Our work is also partly focused on reversible mechanisms that promote leukemic stem cell formation. These mechanisms may also pertain to HSC aging (Arif*, Qiu* al., Cell Stem Cell, 2025; Ghaffari, Cell Stem Cell, 2021). By decelerating the aging process of blood stem cells, age-related blood disorders may be delayed, or perhaps – in some cases – prevented. Identifications of these mechanisms is likely to lead to potential strategies for restoring youthful vitality in the aging body.
Our studies on lysosomal and mitochondrial regulation of hematopoietic stem and progenitor cells build on our initial discovery that the longevity-associated FOXO transcription factors – specifically non redundant functions of FOXO3 in HSCs – are key regulators of stem cell activity, followed by more than a decade of work defining their functions (Yalcin et al., JBC, 2008; EMBOJ, 2010; Zhang et al., Nature Cell Biology, 2011; Rimmelé et al., Stem Cell Reports, 2014; EMBO Reports, 2015; Liang et al., Cell Cycle, 2016; Bigarella et al., JBC, 2017).

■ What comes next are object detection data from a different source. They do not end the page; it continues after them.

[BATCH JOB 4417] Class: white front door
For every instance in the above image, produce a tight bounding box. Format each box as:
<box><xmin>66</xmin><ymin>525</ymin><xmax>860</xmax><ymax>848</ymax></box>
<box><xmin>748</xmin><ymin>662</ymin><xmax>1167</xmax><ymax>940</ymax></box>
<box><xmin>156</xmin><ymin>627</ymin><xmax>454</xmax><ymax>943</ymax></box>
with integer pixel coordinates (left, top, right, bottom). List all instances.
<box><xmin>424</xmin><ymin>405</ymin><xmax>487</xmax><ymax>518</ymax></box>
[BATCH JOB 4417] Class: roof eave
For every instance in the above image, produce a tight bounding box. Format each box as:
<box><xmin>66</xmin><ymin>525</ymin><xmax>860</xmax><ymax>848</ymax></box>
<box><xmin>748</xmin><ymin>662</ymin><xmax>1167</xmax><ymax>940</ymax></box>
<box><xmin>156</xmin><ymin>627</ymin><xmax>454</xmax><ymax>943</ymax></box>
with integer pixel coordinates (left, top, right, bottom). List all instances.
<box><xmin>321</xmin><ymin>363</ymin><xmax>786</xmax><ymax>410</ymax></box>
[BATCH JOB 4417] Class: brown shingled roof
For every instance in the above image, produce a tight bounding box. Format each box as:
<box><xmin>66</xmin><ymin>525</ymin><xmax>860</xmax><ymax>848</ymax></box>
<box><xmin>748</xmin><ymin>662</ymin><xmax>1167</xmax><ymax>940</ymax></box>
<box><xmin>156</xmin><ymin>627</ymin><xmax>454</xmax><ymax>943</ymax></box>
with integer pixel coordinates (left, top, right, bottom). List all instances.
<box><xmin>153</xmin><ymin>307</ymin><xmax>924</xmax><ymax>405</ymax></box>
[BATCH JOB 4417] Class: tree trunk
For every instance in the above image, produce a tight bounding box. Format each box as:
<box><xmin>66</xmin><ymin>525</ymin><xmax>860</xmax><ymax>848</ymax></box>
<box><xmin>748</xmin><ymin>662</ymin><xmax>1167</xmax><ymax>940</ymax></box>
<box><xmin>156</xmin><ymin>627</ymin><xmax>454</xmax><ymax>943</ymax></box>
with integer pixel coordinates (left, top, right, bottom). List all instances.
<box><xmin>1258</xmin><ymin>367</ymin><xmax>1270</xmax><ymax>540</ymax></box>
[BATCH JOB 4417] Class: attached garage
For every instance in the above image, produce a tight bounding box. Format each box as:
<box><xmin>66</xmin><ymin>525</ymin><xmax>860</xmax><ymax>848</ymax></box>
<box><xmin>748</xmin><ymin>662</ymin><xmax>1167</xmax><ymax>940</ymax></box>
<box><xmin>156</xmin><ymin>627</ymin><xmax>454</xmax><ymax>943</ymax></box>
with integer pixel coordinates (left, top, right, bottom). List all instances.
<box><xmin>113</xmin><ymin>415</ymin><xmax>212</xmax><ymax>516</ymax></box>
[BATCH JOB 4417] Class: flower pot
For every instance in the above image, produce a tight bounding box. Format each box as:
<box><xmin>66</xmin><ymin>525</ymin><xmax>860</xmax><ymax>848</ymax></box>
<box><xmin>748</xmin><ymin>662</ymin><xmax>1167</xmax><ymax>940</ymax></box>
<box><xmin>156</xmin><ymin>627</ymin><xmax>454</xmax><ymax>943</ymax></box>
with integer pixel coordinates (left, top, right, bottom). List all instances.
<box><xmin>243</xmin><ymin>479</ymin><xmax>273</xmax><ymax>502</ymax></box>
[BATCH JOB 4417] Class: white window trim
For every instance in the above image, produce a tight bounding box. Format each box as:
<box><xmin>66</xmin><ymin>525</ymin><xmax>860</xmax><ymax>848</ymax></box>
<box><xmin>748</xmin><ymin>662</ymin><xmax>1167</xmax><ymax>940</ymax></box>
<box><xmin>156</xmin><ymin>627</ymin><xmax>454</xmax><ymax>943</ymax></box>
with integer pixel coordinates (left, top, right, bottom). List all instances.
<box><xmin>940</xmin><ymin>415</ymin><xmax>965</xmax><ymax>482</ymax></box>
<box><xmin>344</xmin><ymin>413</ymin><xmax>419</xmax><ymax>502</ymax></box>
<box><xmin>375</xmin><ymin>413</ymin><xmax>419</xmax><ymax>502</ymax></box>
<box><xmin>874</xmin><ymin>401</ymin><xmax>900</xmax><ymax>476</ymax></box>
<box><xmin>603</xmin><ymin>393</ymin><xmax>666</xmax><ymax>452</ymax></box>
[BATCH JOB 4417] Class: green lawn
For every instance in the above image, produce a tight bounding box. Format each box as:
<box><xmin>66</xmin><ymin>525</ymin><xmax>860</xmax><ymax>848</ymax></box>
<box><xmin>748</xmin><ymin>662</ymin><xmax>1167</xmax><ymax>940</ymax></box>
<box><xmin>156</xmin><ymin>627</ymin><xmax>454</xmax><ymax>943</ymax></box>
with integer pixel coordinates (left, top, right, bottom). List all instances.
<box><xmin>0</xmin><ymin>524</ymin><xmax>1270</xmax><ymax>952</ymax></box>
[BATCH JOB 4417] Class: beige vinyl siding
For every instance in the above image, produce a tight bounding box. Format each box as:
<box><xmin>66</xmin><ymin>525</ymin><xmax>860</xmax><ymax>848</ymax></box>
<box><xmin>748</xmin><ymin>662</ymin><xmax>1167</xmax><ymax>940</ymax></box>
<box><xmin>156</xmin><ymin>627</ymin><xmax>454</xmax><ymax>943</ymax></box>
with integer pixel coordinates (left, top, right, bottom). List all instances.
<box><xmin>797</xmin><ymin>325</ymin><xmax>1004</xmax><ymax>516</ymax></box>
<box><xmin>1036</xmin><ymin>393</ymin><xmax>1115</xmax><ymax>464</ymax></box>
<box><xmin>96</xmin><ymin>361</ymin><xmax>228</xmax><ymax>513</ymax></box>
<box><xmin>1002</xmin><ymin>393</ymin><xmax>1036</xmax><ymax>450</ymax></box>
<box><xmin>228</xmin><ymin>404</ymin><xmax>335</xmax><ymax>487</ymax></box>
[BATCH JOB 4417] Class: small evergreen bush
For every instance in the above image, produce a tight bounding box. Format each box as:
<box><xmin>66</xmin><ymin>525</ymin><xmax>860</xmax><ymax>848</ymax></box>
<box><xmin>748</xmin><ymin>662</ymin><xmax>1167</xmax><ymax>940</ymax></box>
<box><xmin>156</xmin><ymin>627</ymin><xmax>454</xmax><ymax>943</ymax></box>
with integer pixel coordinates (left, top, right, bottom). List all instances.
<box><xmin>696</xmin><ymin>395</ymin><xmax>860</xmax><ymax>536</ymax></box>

Leukemic Stem Cells and Their Organelles
Leukemic stem cells (LSCs) can resist therapy and reestablish leukemia even years after a patient achieves remission. Understanding the biology of these cells may open the door to new and more effective treatments. Our work suggests that pathways normally responsible for protecting healthy stem cells from age-related cellular damage can become dysregulated with aging and intersect with pathways that drive leukemia. We have found that mitochondrial remodeling plays a central role in this process (Bigarella, Liang et al., in revision).
By leveraging unique mitochondrial features, we have identified potent human HSCs (Qiu et al., Blood Advances, 2021) and therapy-resistant LSCs in a myeloproliferative neoplasm (MPN) model (Qiu & Ghaffari, in preparation).
Erythroid Cell Enucleation, Production and Mitochondria
Erythropoiesis is the process of making red blood cells (RBCs) from hematopoietic stem and progenitor cells. Anemia or reduced capacity of RBCs to carry oxygen constitutes a major health problem associated with many disorders and with aging. In response to loss or reduced production of RBCs, blood-forming stem and progenitor cells are activated to produce RBCs. RBCs lack nucleus. Enucleation is a limiting step in erythroid cell production ex vivo.
Ghaffari lab identified FOXO3 as one of the main transcription factors that coordinates the physiological maturation process of erythroid cells and important for erythroid cell enucleation (Marinkovic et al., JCI, 2007; Yalcin et al., EMBOJ, 2010; Zhang et al., AJH 2014; Liang et al., PLoS Genetics, 2015). The positioning of mitochondria behind the nucleus was shown to be essential for erythroid enucleation (Liang et al., Blood Advances, 2021) and FOXO3 was found to be critical for both mitochondrial function and enucleation in late erythroid precursors (Liang et al., PLoS Genetics, 2015). Additional work found that FOXO3 and p21 mediate erythroid apoptosis in beta-thalassemia (Liang, et al., Blood Advances, 2023). Currently the lab is focused on identifying specific mitochondrial functions that control erythroid cell production (Menon and Ghaffari, Exp. Hem, 2021; Liang et al. Blood Adv., 2021; Menon et al., British Journal of Hematology, 2024). Our goal is to contribute to advancing the knowledge necessary for improving the therapy outcome in erythroid disorders.
Low mitochondrial membrane potential (MMP) enriches for highly potent human HSCs. Qiu et al., Blood Advances 2021.